Depuis que j’ai vu cette fille sur scène, je la croise tous les jours aux abords de la fac.
Le département d’ethno-musicologie avait organisé son spectacle de fin d’année. Le clou devait être une cérémonie carnavalesque venue du Brésil. C’est donc grâce à mon amie brésilienne et ses contacts fulgurants, que j’eus l’occasion d’assister à ces réjouissances.
Cette fille était sur le côté de la Harty Room, la salle de spectacle du département de musique. Ce n’était pas des coulisses, seulement un espace sur le côté pour se préparer. Elle était plus grande que les autres, mais pas mince. Elle attendait sagement son tour. Elle vint sur scène pour jouer d’un instrument africain en compagnie d’un Zimbabwéien. C’était très beau, cela ressemblait à des gouttes d’eau par centaines qui se répercutaient sur des surfaces sonores ; une vraie musique de pluie. J’imaginais à cette fille un passé romanesque, fille de pasteur, missionnaire au Malawi, et grandissant parmi les lions.

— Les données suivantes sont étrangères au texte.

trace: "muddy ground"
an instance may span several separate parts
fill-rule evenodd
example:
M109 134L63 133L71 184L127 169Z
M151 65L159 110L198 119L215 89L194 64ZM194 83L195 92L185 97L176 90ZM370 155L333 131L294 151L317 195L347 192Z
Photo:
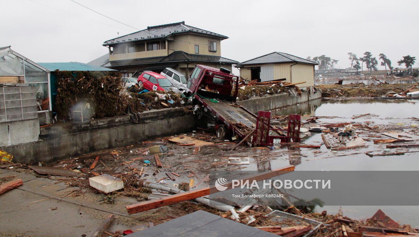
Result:
M352 100L347 100L348 102ZM395 108L401 108L406 102L401 103L400 104L395 104ZM392 103L388 105L393 104ZM341 107L348 103L335 100L328 104L334 106L338 104ZM362 108L365 107L364 106ZM378 108L376 106L372 107ZM415 107L411 107L411 109ZM168 153L158 155L161 162L161 167L155 167L154 155L145 153L153 144L137 143L117 149L69 158L53 163L41 164L73 170L84 178L40 175L25 166L12 166L13 168L0 169L0 177L4 178L0 179L0 182L17 178L26 179L24 179L23 185L16 190L0 196L2 201L0 208L4 210L0 215L3 219L7 220L4 222L4 230L0 233L6 236L16 234L22 236L81 236L83 234L89 235L110 213L115 214L116 219L107 230L108 233L105 233L103 236L119 236L124 230L140 230L148 228L150 223L153 225L158 224L198 209L204 209L222 216L226 215L227 217L229 216L228 213L191 202L183 202L132 215L127 214L125 206L147 200L151 191L160 192L139 187L137 182L140 179L181 187L179 187L182 185L181 183L189 184L192 179L194 182L192 188L193 189L209 185L207 176L216 170L264 170L290 164L296 166L297 170L334 170L333 167L335 167L334 170L341 170L342 166L350 169L354 168L353 166L358 166L357 164L366 163L367 163L367 164L378 163L376 163L391 165L391 161L395 159L394 157L369 158L365 153L371 151L378 152L385 149L386 144L374 143L374 140L388 138L381 134L381 132L401 130L412 135L419 135L419 130L414 127L415 124L419 123L419 120L409 117L416 115L417 112L414 110L407 108L403 109L406 115L396 111L394 114L382 115L377 112L378 110L376 112L371 108L369 109L370 114L366 115L367 113L361 110L358 110L358 113L351 113L357 110L350 110L350 111L348 111L348 110L342 107L342 111L345 112L339 113L339 116L316 116L318 122L316 120L310 120L315 117L312 116L313 115L303 117L303 127L306 128L310 126L342 122L349 122L352 125L357 135L362 138L366 144L362 147L341 150L333 150L325 148L319 133L312 132L305 134L305 137L302 142L320 145L319 148L293 148L292 144L282 144L272 148L250 148L243 145L232 151L231 149L235 145L235 142L218 140L214 135L213 131L197 128L195 131L187 134L158 138L154 140L155 142L166 143L165 145L169 149ZM327 110L337 112L336 109ZM388 116L391 116L391 119L389 119ZM284 119L286 116L276 117L278 120L273 120L273 123L279 125L286 125L286 120ZM308 122L310 121L311 122ZM411 125L414 125L414 126ZM341 130L344 127L343 125L336 127ZM328 132L328 129L325 130L324 134L332 147L344 147L349 138L340 139L336 133ZM178 143L168 140L176 137L185 138L187 138L186 136L214 143L199 147L197 144L181 146ZM391 150L393 150L392 152L397 152L419 151L417 148L398 148ZM413 152L406 153L405 155L397 156L397 158L409 159L415 155L415 154ZM99 161L93 169L90 170L90 166L96 156L99 156ZM249 157L250 162L248 165L229 164L230 157ZM144 162L145 161L150 163L147 164ZM412 162L410 163L414 166ZM398 165L400 168L403 169L402 167L400 167L400 164ZM339 168L341 169L339 169ZM142 172L141 171L142 168ZM359 167L354 168L359 170ZM124 181L124 189L106 194L91 188L88 185L88 178L95 175L93 172L99 174L108 173L121 178ZM141 176L140 172L142 173ZM174 173L179 176L172 175L175 178L175 180L172 181L165 172ZM56 207L57 209L54 209ZM316 211L321 212L324 209L318 207ZM370 213L369 216L372 215L375 211ZM251 214L262 216L269 211L263 208L251 209L242 214L241 221L246 224L247 221L245 220L246 216ZM294 212L292 209L289 211L292 213ZM345 213L344 212L344 216ZM333 219L336 217L335 216L309 214L306 216L315 218L322 222L329 222L331 224L322 228L321 232L317 233L318 236L331 234L339 227L339 224L334 222ZM355 231L361 225L374 224L366 221L354 221L355 222L347 227ZM274 224L279 224L264 220L262 218L258 218L251 225L264 226ZM17 226L18 228L17 228ZM405 227L410 228L407 226ZM411 227L419 228L419 226L415 225Z
M401 92L414 86L419 86L419 82L406 84L345 84L343 85L321 84L316 86L321 90L322 96L328 97L381 97L388 92Z

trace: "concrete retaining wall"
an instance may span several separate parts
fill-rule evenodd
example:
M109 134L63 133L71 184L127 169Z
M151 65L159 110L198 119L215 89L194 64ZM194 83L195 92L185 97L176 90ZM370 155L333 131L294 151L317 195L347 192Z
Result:
M295 94L297 94L297 93ZM320 91L318 90L314 93L312 90L309 90L302 92L301 97L293 96L288 93L284 93L251 99L239 101L238 103L251 112L256 113L258 111L272 110L281 107L300 104L321 98L321 93Z
M195 121L194 115L183 108L148 111L138 123L125 116L47 127L50 130L43 131L43 140L2 148L13 154L15 162L48 162L190 131Z
M319 91L316 93L303 92L301 97L284 94L239 104L256 113L321 97ZM138 123L130 122L129 116L124 116L47 127L41 128L40 138L43 140L2 149L13 154L16 162L47 162L190 131L196 127L197 122L195 115L182 108L147 111L140 117Z

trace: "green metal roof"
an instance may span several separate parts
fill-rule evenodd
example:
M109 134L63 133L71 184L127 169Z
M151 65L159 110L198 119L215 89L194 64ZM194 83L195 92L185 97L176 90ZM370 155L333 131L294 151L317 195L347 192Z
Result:
M71 62L69 63L38 63L39 64L49 70L49 71L117 71L101 66L95 66L79 63L77 62Z

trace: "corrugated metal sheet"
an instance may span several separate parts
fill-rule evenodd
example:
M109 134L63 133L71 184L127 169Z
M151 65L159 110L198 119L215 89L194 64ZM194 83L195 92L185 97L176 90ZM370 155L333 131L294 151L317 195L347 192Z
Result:
M318 65L318 64L316 62L308 60L289 54L274 52L273 53L261 56L253 59L240 63L237 66L288 62L299 62L312 65Z
M267 82L274 79L274 66L261 67L261 82Z
M49 71L116 71L101 66L97 66L79 63L71 62L69 63L38 63L38 64Z

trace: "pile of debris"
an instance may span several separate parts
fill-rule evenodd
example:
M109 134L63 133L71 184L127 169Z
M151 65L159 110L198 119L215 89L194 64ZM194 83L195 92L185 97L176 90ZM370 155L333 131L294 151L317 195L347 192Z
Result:
M321 90L323 97L379 97L388 91L404 91L412 87L419 86L419 83L412 84L363 84L343 85L321 84L316 87ZM396 93L396 92L394 92Z
M419 97L419 87L414 86L400 93L393 91L387 92L385 97L396 98Z
M243 85L239 87L237 100L245 100L266 94L286 92L294 96L301 94L301 90L296 85L305 83L305 82L296 83L282 82L285 80L279 79L262 82L257 82L256 80L254 80L247 84L241 84Z
M57 120L81 121L121 116L130 112L182 106L186 100L171 91L140 94L139 89L123 86L117 72L80 72L75 76L57 71Z

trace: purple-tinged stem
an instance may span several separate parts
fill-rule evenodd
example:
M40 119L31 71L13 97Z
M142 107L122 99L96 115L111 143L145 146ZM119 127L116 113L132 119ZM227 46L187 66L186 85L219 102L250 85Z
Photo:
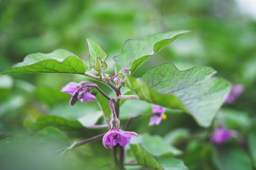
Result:
M111 80L115 79L115 78L118 77L118 75L119 75L119 73L117 73L117 74L116 74L116 75L114 75L114 76L111 76L111 77L109 79L109 80Z
M88 143L92 142L93 141L100 139L102 138L104 134L105 134L105 133L102 133L102 134L99 134L97 136L92 137L91 138L85 139L85 140L76 143L76 144L75 144L75 146L74 146L73 148L79 147L81 146L84 145L86 143Z
M110 99L110 101L109 101L109 106L110 106L111 112L113 114L113 118L114 120L117 119L116 116L116 110L115 110L115 106L114 105L114 103L115 102L115 99L111 98Z
M116 97L119 99L140 99L137 95L120 95Z
M101 89L100 89L98 86L97 85L85 85L85 86L82 86L79 89L79 90L81 90L83 88L89 88L89 87L90 87L90 88L95 88L96 89L97 89L105 97L106 97L108 100L110 100L110 98L109 97L108 97L108 95L107 95Z
M124 130L126 131L128 129L128 128L129 128L129 126L131 125L132 121L134 119L135 119L135 118L139 118L139 117L149 117L149 116L151 116L153 115L154 115L153 114L150 113L150 114L146 114L146 115L139 115L136 116L132 116L132 117L130 117L129 119L127 121L126 123L125 124L125 125L124 126Z

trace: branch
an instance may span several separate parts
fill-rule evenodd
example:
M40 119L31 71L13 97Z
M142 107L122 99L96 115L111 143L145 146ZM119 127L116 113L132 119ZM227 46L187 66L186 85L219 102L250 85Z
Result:
M90 74L89 73L84 73L84 75L92 79L93 80L95 80L98 81L100 81L101 82L103 82L107 85L108 85L110 88L111 88L115 92L116 92L116 94L117 96L120 95L121 92L120 92L120 89L117 88L116 86L111 81L109 80L105 80L104 79L101 79L100 78L95 76L94 75L93 75L92 74Z
M140 99L137 95L119 95L117 96L116 98L119 99Z
M129 119L127 121L126 123L125 124L125 125L124 126L124 130L126 131L128 129L128 128L129 128L129 126L130 125L131 123L132 123L132 122L134 119L139 118L141 117L149 117L150 116L152 116L153 115L153 114L152 113L150 113L146 115L139 115L136 116L132 116L130 117Z
M92 137L91 138L85 139L85 140L76 143L76 144L75 144L75 146L73 147L73 148L75 148L79 147L81 146L84 145L86 143L88 143L89 142L94 141L95 140L100 139L102 138L104 134L105 134L105 133L102 133L102 134L99 134L97 136Z

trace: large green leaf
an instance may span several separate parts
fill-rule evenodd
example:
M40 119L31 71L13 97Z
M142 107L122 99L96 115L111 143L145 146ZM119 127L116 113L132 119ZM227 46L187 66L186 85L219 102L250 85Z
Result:
M131 149L139 165L147 166L154 169L163 170L163 167L145 149L139 144L130 144Z
M189 135L190 132L187 129L180 128L168 133L164 139L167 143L174 144L178 143L180 141L187 139Z
M174 158L157 158L156 160L165 170L188 170L184 163Z
M3 73L61 73L84 74L89 69L87 61L65 49L57 49L49 54L28 55L21 63L11 66Z
M167 144L163 138L157 135L146 134L141 144L149 154L155 156L166 154L177 155L182 153L181 151Z
M61 154L59 151L70 149L71 146L68 139L59 130L46 128L32 137L10 138L1 141L0 157L7 153L24 154L23 152L28 155Z
M130 144L131 149L139 165L157 170L188 170L182 160L173 158L157 158L151 156L141 146Z
M95 64L102 64L102 70L107 69L107 65L105 61L108 57L107 54L103 50L102 47L97 42L90 39L87 39L88 52L89 53L89 61L94 69L99 71L99 66L96 66ZM102 62L99 63L97 58L99 58Z
M238 146L220 147L214 153L216 165L220 170L252 169L250 157Z
M172 63L147 71L142 80L127 75L126 84L147 102L190 114L197 123L209 126L230 91L225 80L212 78L216 71L195 67L180 71Z
M128 67L132 73L156 52L188 32L170 31L155 34L143 40L129 39L124 43L121 54L114 57L114 60L122 68Z
M77 120L71 120L61 116L51 115L41 115L35 122L30 120L26 120L24 124L34 131L48 126L54 127L65 131L74 131L84 128Z
M229 129L246 132L252 124L247 113L230 109L222 109L218 116L225 127Z

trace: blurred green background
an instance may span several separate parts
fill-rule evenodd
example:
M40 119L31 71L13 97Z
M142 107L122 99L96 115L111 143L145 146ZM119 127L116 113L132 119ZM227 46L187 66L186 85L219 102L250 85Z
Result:
M170 30L190 30L190 33L147 61L135 76L165 62L173 62L181 70L195 66L213 67L218 76L244 86L244 92L235 102L223 107L229 115L238 115L233 117L235 118L231 124L238 122L233 129L246 138L246 128L255 128L246 126L249 126L249 122L254 122L255 117L256 14L249 10L255 7L255 3L242 0L2 0L0 71L21 62L29 53L47 53L58 48L87 59L86 38L89 38L101 44L108 53L107 72L111 74L112 57L119 54L126 39L141 39ZM99 109L94 103L70 106L69 95L60 91L70 81L86 79L69 74L0 75L0 139L33 134L42 128L33 124L42 115L57 115L73 120ZM110 92L108 88L100 85ZM129 101L121 109L124 120L130 114L150 113L149 105ZM233 115L234 112L236 115ZM169 113L161 125L153 127L148 126L148 118L135 120L131 130L161 136L181 128L192 133L206 131L187 114ZM66 132L71 141L105 131L58 128ZM101 142L76 149L67 156L78 167L86 165L88 169L92 169L90 166L96 163L112 162L108 156L111 151L105 149ZM209 141L195 141L179 147L183 151L180 157L190 169L218 168L209 154L212 146Z

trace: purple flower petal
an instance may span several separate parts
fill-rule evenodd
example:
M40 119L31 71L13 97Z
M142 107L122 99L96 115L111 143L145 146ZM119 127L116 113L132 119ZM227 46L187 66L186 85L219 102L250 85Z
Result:
M165 109L161 106L154 105L153 106L153 113L163 114L164 112L165 112Z
M157 115L156 116L151 117L149 124L149 126L154 125L158 125L161 122L163 119L163 115L165 112L165 109L162 106L154 105L153 106L152 113Z
M160 122L161 122L162 119L162 116L156 116L152 117L150 118L150 121L149 122L149 124L148 125L149 126L153 126L154 125L157 125L160 123Z
M238 97L244 91L244 87L241 84L232 87L231 91L226 99L226 103L231 103Z
M106 148L108 147L113 149L117 143L124 148L134 136L138 134L133 132L123 131L120 129L112 129L103 137L102 143Z
M231 137L236 137L237 132L233 130L228 130L223 128L216 130L211 139L212 143L221 144L226 142Z
M64 86L61 91L72 95L75 92L78 90L79 88L80 87L78 83L71 82Z

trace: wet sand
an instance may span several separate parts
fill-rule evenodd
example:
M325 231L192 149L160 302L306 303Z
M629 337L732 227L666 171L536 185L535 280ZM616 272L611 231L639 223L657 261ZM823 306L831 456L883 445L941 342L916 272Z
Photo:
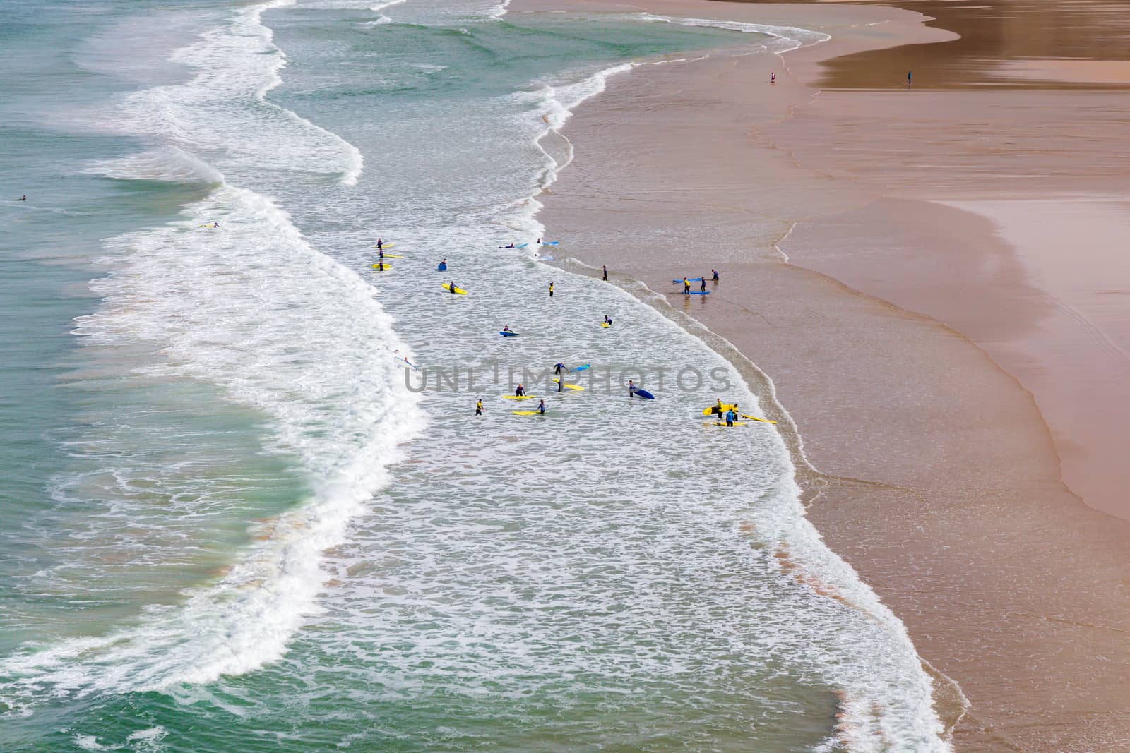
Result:
M512 9L549 7L575 6ZM773 380L814 523L967 697L958 750L1130 747L1130 524L1079 498L1130 515L1124 94L817 93L824 59L953 35L877 6L632 7L834 40L614 77L541 221ZM711 269L709 297L670 283Z
M760 3L763 0L725 0ZM895 6L924 14L931 28L958 36L940 44L910 43L828 60L816 85L829 88L1125 88L1121 73L1095 72L1094 63L1121 68L1130 60L1130 5L1123 0L816 0ZM1084 64L1078 76L1041 75L1046 64ZM1029 69L1015 76L1017 68Z

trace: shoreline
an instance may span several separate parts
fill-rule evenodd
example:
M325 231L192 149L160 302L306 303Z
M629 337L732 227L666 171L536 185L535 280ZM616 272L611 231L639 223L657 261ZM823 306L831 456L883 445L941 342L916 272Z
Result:
M523 0L514 10L565 5L576 7ZM968 697L968 715L947 719L956 723L957 747L1060 750L1130 738L1119 718L1127 693L1109 668L1130 664L1118 640L1128 629L1130 526L1084 507L1063 485L1044 417L984 349L992 343L966 338L962 322L931 310L1000 310L993 301L937 300L963 283L983 292L988 283L977 288L973 278L986 269L1001 290L1032 295L1017 251L962 203L985 209L988 200L1014 196L1015 186L1002 176L984 182L999 169L991 159L984 169L980 160L954 160L956 178L947 174L944 191L925 196L914 182L930 166L890 165L901 156L888 146L894 129L864 140L844 128L845 112L852 125L860 111L889 115L902 103L879 102L887 93L828 96L808 86L822 61L945 33L922 26L918 14L875 6L642 5L633 8L838 34L788 55L712 56L609 81L564 128L575 157L540 199L541 221L574 239L567 253L585 264L609 263L627 280L651 270L641 281L655 295L672 274L722 271L714 295L667 298L669 308L681 306L767 375L773 400L794 421L790 449L818 469L805 478L797 463L809 518L903 620L925 666ZM584 5L594 6L623 8ZM915 106L923 94L915 93ZM951 94L924 96L944 111ZM974 104L981 96L960 95ZM1045 95L1023 96L1036 110ZM644 114L641 102L649 103ZM959 117L970 104L958 105ZM945 113L929 107L944 123ZM714 124L709 143L694 138L703 122ZM923 163L953 151L937 141ZM1060 182L1049 173L1036 190ZM981 181L981 195L963 177ZM888 195L892 184L905 193ZM918 243L920 253L899 269L905 248L919 247L907 244ZM687 269L689 257L710 261ZM937 286L963 266L953 286ZM931 287L941 288L936 300ZM990 334L1003 341L1037 315L1020 309ZM1090 651L1107 657L1105 672Z

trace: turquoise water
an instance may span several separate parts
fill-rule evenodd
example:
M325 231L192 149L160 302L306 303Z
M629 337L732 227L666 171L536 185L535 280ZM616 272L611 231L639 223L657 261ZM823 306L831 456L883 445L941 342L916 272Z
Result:
M739 374L534 243L609 76L817 35L424 0L6 18L0 748L947 747L779 435L704 424L719 392L757 410ZM536 379L557 361L588 388Z

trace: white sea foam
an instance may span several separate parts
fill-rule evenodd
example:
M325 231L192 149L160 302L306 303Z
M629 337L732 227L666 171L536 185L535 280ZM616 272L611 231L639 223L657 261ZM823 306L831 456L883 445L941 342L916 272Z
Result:
M641 12L633 14L629 18L643 21L660 24L676 24L678 26L703 26L710 28L721 28L744 34L765 34L782 42L783 49L773 52L788 52L797 47L827 42L832 37L820 32L812 32L799 26L775 26L772 24L750 24L747 21L715 20L711 18L683 18L678 16L657 16L655 14Z
M776 52L831 38L794 27L644 16L647 16L644 20L767 34L784 42L783 50ZM542 148L547 164L540 187L551 184L557 174L573 160L572 143L559 133L573 111L585 99L602 93L607 88L609 76L628 71L638 64L642 63L603 69L575 84L546 86L529 95L540 98L546 124L536 137L539 148L547 137L559 137L567 143L564 159ZM541 204L533 196L518 202L508 224L527 237L542 236L545 228L536 217L540 208ZM644 292L644 297L652 295L650 291ZM659 305L666 307L666 303ZM737 373L732 374L734 380L740 382ZM756 405L757 401L751 393L745 392L740 396L740 403ZM779 440L777 445L776 452L788 457L783 443ZM798 583L814 588L829 601L850 606L863 618L858 629L851 632L851 640L857 641L854 648L859 653L850 660L843 660L843 657L832 659L825 655L822 656L824 662L818 664L817 671L825 680L843 689L840 701L843 718L835 735L826 741L822 750L949 751L950 744L942 737L942 725L933 708L932 681L921 665L905 625L860 580L851 566L824 544L819 533L805 516L800 489L792 481L796 475L792 463L789 459L785 463L789 481L781 493L774 496L773 505L758 508L757 537L781 555L772 561L775 567L788 568ZM873 627L873 630L868 629L868 625ZM859 632L859 628L862 632ZM814 655L819 655L819 651L814 650ZM868 656L878 655L887 656L889 664L881 667L866 666Z
M403 345L374 290L305 243L285 212L221 186L173 227L113 242L104 304L80 317L90 344L159 349L150 376L193 378L271 420L313 497L261 532L214 585L136 629L12 657L11 690L163 690L241 674L282 655L325 578L322 552L388 480L398 443L423 427L393 361ZM220 228L197 228L195 218ZM296 335L301 333L301 336Z
M87 167L86 172L124 181L209 184L224 182L224 175L212 165L176 147L150 149L120 159L101 160Z
M285 59L260 15L284 5L290 0L246 8L179 51L175 59L200 69L190 81L128 97L116 126L171 146L92 169L219 182L211 165L238 173L313 161L355 182L356 148L262 99ZM392 359L407 349L371 286L312 248L284 211L252 191L221 184L184 214L108 244L103 264L111 273L92 283L104 303L75 332L122 352L156 349L162 358L139 373L216 385L260 411L272 429L269 448L296 458L312 497L295 499L231 570L184 594L183 604L151 607L138 627L104 638L3 662L5 694L17 706L45 686L54 694L162 690L277 659L315 610L322 553L386 482L398 443L423 428L418 396L405 389ZM220 227L198 228L201 219Z
M294 0L249 6L203 29L198 42L169 56L197 71L189 81L128 95L104 125L167 145L225 175L264 168L329 173L356 185L364 167L356 147L266 98L281 82L287 61L262 14L290 5ZM131 157L97 169L115 177L140 169L137 176L148 177L149 167Z

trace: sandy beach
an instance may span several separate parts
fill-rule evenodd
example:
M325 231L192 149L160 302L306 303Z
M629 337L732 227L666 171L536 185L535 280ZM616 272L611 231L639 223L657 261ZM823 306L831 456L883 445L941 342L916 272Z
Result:
M810 518L967 699L939 680L955 747L1130 745L1124 65L1012 45L982 51L985 86L970 42L947 58L957 35L909 10L584 7L832 35L614 77L566 124L540 219L767 375ZM946 77L907 90L907 51L931 47ZM709 297L671 284L712 269Z

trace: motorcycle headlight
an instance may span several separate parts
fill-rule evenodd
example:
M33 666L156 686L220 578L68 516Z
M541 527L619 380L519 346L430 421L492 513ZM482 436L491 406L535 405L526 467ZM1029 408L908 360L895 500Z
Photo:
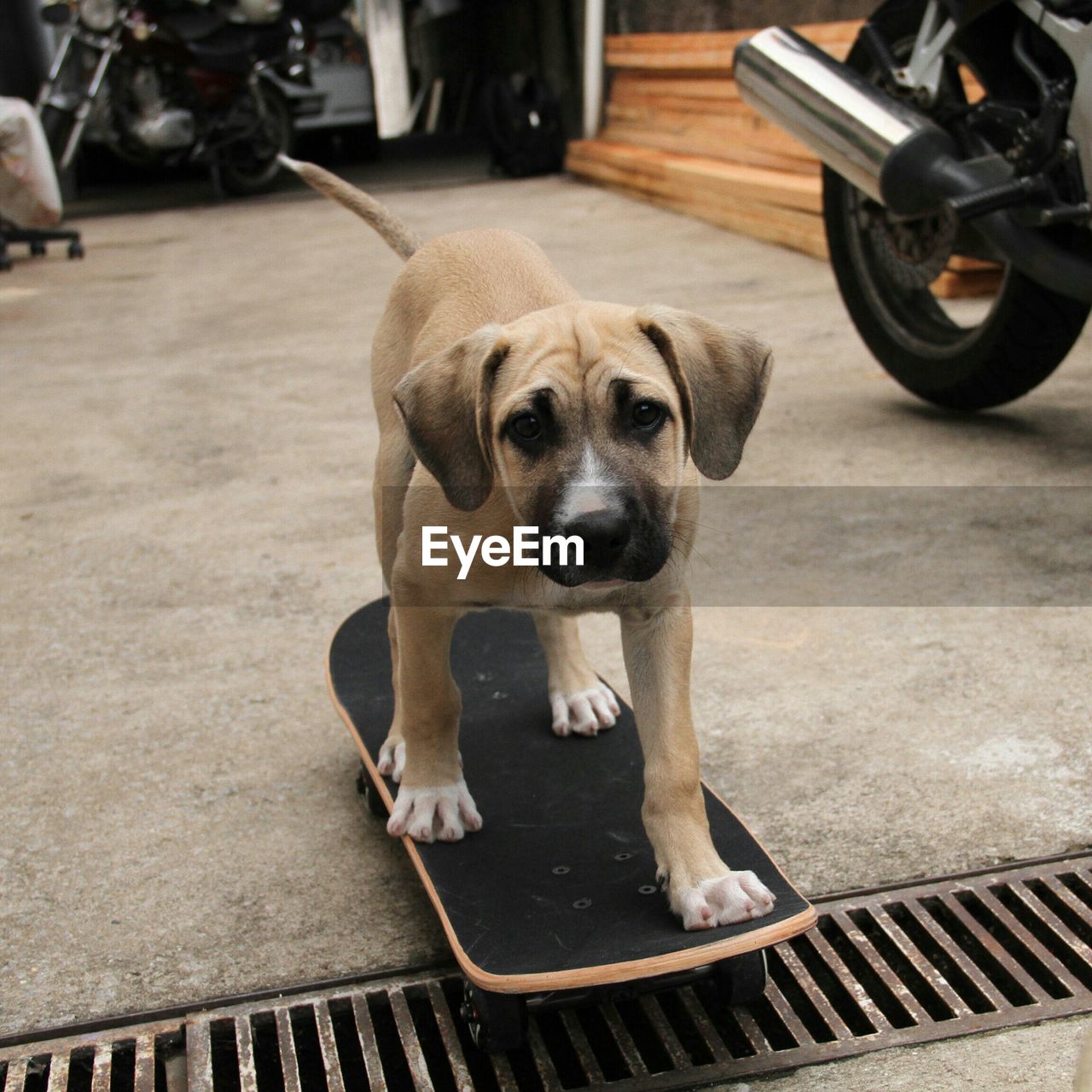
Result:
M80 0L80 22L91 31L108 31L117 17L118 0Z

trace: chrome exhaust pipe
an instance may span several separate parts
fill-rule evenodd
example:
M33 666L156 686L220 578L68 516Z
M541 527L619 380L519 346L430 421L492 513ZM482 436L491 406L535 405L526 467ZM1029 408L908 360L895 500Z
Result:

J’appris plus tard qu’elle venait de Hollande, et qu’elle bénéficiait d’une bourse Erasmus. Il semblerait que l’université Queen’s ait une petite réputation pour ce qui concerne la musique.
Elle se changea et participa au Bumba Meu Boi, la cérémonie chantée et dansée du nord-est brésilien. Des histoires ramifiées autour d’un taureau qui meurt et qui ressuscite, sur fond de percussions africaines. Elle jouait le rôle d’une esclave qui porte les vêtements de sa maîtresse et qui est obligée de les rendre au fils de la maîtresse, dans une sorte de strip-tease rigolo. Après avoir montré une proximité étonnante avec la musique africaine, elle incarna le Brésil avec tranquillité. Elle portait, à elle toute seule, la scène du strip tease, comme un acteur porte un film sur ses épaules. Son aisance sur scène était bouleversante.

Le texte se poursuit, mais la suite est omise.